介護の仕事をしていく中で、避けて通れないのが認知症ケアです。認知症の方から、徘徊や不眠、暴言のほか、激しい感情をぶつけられることは少なくありません。利用者とどう接するべきか分からず、途方に暮れてしまうこともあるでしょう。このような現場の悩みを解消したい方におすすめなのが、認知症ケア専門士という資格です。認知症ケア専門士の学びを深めると、これまで「困った行動」に見えていた利用者の動きが、実は「何かを伝えようとしているメッセージ」であることに気づけるようになります。たとえば、何度も同じことを繰り返したり、落ち着かずに歩き回ったりする背景には、身体のどこかが痛かったり、言葉にできない不安があったりするのかもしれません。脳の仕組みや心理的な背景を学ぶことで、「なぜ今、この方はこうしているのか」という理由を冷静に考えられるようになり、介護士自身の精神的な負担も軽くなります。

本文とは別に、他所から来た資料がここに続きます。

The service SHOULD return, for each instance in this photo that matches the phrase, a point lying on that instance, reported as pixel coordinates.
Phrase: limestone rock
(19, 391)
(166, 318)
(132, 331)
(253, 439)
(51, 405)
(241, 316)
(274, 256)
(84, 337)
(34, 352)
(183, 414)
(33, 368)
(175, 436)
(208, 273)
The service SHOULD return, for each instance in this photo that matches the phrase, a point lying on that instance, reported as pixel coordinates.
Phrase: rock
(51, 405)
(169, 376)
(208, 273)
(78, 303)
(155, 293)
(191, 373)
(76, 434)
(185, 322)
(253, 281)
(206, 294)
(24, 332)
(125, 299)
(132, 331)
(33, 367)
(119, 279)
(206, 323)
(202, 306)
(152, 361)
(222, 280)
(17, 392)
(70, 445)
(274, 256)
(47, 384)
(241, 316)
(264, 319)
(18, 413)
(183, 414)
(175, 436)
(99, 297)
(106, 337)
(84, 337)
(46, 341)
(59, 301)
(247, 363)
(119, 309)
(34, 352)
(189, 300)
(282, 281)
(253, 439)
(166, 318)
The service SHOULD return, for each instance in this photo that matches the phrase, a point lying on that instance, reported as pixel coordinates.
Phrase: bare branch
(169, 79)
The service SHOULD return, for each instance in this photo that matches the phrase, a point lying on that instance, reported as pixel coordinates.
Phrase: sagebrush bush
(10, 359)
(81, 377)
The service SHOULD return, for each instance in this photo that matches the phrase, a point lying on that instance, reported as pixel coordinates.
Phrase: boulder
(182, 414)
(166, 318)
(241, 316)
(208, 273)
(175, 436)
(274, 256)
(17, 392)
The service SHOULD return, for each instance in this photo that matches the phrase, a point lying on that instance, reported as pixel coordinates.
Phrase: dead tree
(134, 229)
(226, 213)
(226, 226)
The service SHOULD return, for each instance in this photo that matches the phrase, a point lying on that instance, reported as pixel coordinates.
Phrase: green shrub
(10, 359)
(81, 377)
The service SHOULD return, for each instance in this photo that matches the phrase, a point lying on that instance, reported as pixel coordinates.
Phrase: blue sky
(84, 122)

認知症ケア専門士として、根拠に基づいたケアを実践できるようになると、ほかのスタッフに対しても「こういった理由があるから、このように接してみましょう」と、論理的なアドバイスができるようになります。これはリーダーや主任を目指すうえで欠かせないマネジメント能力の一つです。認知症ケアのスペシャリストは、グループホームだけでなく、有料老人ホームやデイサービス、病院など、あらゆる職場で求められています。資格を取得しておけば、転職の際に大きな武器となるでしょう。